Start Swimming begins with grass. Well, more precisely, it begins with economics journalist Paul Mason and his play Why It’s Kicking Off Everywhere which appeared at the Young Vic earlier this year. Asked to create a new work in response to Mason’s meditation on the failure of recent revolutions and various protest movements, Start Swimming is the result of a collaboration between Fritz and the Young Vic’s Taking Part company. First there was Mason. Then there was Fritz. Now there is grass.
‘What are you doing here?’
‘I’m standing on the grass.’
This simple act of one person standing on the grass triggers a tortuous shock from an unnamed, malevolent puppet-master, a shock which zaps painfully through everyone on stage.
‘You’re not allowed to stand on the grass.’
Wrong answer. Receive another shock. Various scenarios are played out on and around the grass, this lawn embedded in Britain’s heart. Stand on the grass. Get told off. Get fired. Get evicted. Get sent to jail. Get fed up. Refuse to move. Protest. Get broken. Commit suicide. Regroup. Make a stand. On the grass.

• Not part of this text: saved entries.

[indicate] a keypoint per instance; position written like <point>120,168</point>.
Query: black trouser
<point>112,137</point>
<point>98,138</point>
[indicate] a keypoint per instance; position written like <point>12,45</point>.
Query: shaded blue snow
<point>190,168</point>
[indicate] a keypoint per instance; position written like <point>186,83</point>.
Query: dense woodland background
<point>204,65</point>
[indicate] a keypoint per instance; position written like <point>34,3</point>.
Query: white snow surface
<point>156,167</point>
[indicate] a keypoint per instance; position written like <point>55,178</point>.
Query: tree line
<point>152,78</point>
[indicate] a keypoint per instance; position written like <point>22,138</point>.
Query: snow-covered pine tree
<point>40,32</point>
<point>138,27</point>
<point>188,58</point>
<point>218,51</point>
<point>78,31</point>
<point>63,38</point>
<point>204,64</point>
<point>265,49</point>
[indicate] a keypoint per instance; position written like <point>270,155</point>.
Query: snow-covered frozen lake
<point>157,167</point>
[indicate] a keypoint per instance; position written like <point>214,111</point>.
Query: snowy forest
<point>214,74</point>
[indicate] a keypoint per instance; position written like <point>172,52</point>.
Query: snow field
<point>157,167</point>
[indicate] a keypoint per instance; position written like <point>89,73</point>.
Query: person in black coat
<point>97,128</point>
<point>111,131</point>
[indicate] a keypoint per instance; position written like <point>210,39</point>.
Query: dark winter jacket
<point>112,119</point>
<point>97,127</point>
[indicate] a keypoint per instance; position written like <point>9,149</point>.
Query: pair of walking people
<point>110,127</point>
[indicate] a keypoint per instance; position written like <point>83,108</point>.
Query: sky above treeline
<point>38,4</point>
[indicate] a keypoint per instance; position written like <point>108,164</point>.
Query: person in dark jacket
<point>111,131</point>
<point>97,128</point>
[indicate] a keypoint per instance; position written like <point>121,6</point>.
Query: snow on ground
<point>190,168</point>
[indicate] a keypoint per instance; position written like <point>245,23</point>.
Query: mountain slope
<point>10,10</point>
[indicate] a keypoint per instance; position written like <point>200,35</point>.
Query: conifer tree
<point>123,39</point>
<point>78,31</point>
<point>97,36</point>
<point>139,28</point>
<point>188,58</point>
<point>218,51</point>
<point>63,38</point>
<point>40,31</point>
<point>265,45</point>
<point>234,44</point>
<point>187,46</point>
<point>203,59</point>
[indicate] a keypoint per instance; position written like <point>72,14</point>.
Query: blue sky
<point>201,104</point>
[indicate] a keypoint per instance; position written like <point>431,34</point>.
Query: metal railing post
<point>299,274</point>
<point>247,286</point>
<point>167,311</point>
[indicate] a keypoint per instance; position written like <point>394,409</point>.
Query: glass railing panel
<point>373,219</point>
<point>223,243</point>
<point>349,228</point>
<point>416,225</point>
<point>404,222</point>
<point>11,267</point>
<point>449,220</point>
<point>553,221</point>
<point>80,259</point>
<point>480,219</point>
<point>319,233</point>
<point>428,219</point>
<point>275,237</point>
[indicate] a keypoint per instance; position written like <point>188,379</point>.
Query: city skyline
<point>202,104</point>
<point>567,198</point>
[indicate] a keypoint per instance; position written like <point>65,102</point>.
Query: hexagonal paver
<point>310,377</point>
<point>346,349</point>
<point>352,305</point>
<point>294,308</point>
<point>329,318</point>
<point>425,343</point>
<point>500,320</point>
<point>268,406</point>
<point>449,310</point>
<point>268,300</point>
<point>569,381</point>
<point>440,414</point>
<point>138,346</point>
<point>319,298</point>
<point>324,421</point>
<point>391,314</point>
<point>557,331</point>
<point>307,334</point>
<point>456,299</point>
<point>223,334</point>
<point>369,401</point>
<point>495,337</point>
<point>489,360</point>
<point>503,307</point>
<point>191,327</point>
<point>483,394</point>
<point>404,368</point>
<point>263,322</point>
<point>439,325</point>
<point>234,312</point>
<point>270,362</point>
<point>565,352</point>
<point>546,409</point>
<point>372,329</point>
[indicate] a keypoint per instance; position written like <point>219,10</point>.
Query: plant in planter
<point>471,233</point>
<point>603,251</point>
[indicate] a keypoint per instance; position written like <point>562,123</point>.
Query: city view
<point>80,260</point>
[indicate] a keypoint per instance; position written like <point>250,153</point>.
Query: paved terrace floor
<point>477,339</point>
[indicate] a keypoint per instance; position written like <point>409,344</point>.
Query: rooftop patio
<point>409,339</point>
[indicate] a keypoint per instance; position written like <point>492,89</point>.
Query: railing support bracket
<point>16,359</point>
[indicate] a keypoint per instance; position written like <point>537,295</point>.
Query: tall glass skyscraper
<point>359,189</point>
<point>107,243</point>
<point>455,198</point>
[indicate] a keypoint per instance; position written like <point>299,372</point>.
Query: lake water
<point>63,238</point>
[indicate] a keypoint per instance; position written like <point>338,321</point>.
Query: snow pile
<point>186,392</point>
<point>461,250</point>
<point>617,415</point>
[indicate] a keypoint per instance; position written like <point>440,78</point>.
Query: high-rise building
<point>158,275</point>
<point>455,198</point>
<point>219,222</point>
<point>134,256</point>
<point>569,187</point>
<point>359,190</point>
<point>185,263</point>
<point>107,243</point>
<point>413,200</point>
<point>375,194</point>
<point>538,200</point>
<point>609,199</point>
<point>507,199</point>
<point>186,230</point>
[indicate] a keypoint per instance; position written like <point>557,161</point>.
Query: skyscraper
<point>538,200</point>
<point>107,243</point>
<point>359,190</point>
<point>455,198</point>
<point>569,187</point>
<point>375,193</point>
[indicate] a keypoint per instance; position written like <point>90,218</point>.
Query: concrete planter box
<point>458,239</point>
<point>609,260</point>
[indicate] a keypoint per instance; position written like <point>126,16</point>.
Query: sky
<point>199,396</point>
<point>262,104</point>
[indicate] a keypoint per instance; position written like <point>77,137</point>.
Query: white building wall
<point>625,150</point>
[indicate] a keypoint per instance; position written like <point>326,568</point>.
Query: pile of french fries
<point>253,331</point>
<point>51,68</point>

Fritz’s play is both a caustic critique of contemporary society’s treatment of young people and an exploration of the role of language in the perpetuation and justification of the practices under critique. Fritz writes in word games. There’s something circular, vaguely palindromic, about the tale of these 11 youths — their struggles against powerful, invisible, controlling forces begin and end the same way and seem set to continue ad infinitum. If one could read hope into the final words sung and then spoken in unison by the cast – ‘I’m not going anywhere’ – the form of the play seems to suggest that these youths will be trapped forever in a Sisyphean struggle against the powers that be. It’s an endless cycle of powerlessness, resistance, hope, powerlessness, resistance, hope. If such a reading of Start Swimming leaves little room for the ability of Fritz’s play to inspire revolutions, it nevertheless appreciates its potential as a mirror reflecting the frustration and fear of today’s youth as they attempt to find their place in an increasingly-unforgiving world.